Friday, April 27, 2012

Ian Glazer - Gartner: A Few Thoughts from the InCommon ConFab




This week, I had the pleasure of presenting to this year’s InCommon ConFab. Jacob Farmer of Indiana University and the rest of the InCommon team put together a great day and half program. Putting people like Bob Morgan (University of Washington), Ken Klingenstein (Internet2), and Anil John (GSA FICAM) on stage to talk about federated identity not only challenges the audience but also the speakers. Even though Bob, Ken, Anil, and I all had different perspectives there some shared themes.


Federated authorization is the real game… a few people are playing it


The predominant focus of federation has been to establish single sign-on, but federated authentication is just a small part of the much larger federated identity game. Even where some communities of interest such as aerospace and defense, education, and the US federal government have formed to foster federated environments, the maturity of federated authorization is quite immature, especially compared to that of authentication. Simply put, it is what happens after SSO that should be our keen interest. BTW, I’ll have more to say on this throughout the year and have a talk on it at Catalyst as well.
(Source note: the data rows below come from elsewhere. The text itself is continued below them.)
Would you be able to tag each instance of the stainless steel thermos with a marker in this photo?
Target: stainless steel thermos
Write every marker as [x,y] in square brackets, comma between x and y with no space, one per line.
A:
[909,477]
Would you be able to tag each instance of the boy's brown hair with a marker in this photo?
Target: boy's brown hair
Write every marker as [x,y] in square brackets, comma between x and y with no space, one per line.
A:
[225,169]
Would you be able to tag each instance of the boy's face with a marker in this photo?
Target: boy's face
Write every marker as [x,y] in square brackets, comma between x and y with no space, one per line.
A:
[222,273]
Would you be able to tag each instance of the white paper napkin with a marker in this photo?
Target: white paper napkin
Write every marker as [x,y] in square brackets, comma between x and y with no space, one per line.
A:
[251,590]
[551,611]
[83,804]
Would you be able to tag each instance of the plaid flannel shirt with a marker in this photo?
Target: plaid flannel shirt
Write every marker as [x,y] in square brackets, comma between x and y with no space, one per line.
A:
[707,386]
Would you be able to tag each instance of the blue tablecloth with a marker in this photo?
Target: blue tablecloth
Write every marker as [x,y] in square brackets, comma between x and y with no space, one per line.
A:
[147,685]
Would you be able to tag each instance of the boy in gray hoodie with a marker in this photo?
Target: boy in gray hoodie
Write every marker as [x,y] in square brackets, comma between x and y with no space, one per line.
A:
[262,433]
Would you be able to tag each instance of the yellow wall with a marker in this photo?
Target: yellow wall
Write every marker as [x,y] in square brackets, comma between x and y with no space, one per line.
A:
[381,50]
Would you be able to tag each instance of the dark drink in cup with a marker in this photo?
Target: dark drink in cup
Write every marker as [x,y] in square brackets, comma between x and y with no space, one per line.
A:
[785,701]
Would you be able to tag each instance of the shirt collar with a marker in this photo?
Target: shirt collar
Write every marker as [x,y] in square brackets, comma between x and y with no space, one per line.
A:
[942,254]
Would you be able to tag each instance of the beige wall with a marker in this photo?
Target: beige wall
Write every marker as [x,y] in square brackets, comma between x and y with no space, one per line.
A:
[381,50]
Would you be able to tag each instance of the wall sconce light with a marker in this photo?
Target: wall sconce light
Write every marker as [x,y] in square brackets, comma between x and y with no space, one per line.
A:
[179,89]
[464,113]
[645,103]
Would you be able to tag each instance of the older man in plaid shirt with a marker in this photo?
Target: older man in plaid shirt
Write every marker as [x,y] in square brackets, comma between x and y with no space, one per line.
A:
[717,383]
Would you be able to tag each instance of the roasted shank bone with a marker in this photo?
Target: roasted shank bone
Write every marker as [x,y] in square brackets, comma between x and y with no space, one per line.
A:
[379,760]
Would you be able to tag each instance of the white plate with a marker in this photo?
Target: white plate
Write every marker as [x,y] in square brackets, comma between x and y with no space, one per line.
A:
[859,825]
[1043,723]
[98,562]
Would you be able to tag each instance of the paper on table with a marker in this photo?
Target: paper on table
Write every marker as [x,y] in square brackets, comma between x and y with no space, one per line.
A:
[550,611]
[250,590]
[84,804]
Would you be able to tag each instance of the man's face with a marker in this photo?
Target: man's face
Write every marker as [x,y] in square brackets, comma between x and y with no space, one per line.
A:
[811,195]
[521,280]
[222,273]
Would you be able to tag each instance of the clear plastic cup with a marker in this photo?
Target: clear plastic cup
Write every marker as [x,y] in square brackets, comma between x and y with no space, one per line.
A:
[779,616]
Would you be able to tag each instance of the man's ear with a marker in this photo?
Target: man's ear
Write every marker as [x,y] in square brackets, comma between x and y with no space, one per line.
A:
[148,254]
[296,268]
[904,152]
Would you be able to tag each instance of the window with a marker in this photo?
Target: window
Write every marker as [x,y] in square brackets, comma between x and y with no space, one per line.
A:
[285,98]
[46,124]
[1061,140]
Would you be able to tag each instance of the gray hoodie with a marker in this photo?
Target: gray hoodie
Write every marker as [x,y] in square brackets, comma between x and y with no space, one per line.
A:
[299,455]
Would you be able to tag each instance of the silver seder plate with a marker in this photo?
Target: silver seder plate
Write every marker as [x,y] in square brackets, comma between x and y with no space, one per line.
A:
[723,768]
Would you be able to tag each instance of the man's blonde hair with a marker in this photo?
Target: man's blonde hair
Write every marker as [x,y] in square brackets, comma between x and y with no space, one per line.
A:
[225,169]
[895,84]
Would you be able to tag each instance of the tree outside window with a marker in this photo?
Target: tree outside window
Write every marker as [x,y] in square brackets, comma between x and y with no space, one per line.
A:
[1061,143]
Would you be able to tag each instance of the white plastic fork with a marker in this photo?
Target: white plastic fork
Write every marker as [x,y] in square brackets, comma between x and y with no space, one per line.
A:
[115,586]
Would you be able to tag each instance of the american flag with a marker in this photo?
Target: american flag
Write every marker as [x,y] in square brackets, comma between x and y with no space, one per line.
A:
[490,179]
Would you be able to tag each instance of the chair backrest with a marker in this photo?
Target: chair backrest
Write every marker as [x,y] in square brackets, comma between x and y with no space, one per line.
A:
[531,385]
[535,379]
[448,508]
Context is key but we aren’t sure what it is


Each of us acknowledged that importance of context, especially in authorization and privacy-related scenarios. But an astute audience member pointed out that none of us had defined it. I’m still working this out but here’s an early set of thoughts. Strictly speaking, context attributes are what’s left over when you eliminate subject and resource attributes. But what is that? I can think of at least two set: external and shared attributes. External attributes include time of day, current load on the server, and weather conditions. Shared Attributes are, as the name implies, attributes shared by subjects and resources such as relationship. This is an incomplete set and the problem of defining and representing context definitely needs more than just a few of us tinkering with it.


Speaking of that… I’ll be at IIW next. Anyone interested in kicking either federated authorization and/or context around? See you in Mountain View.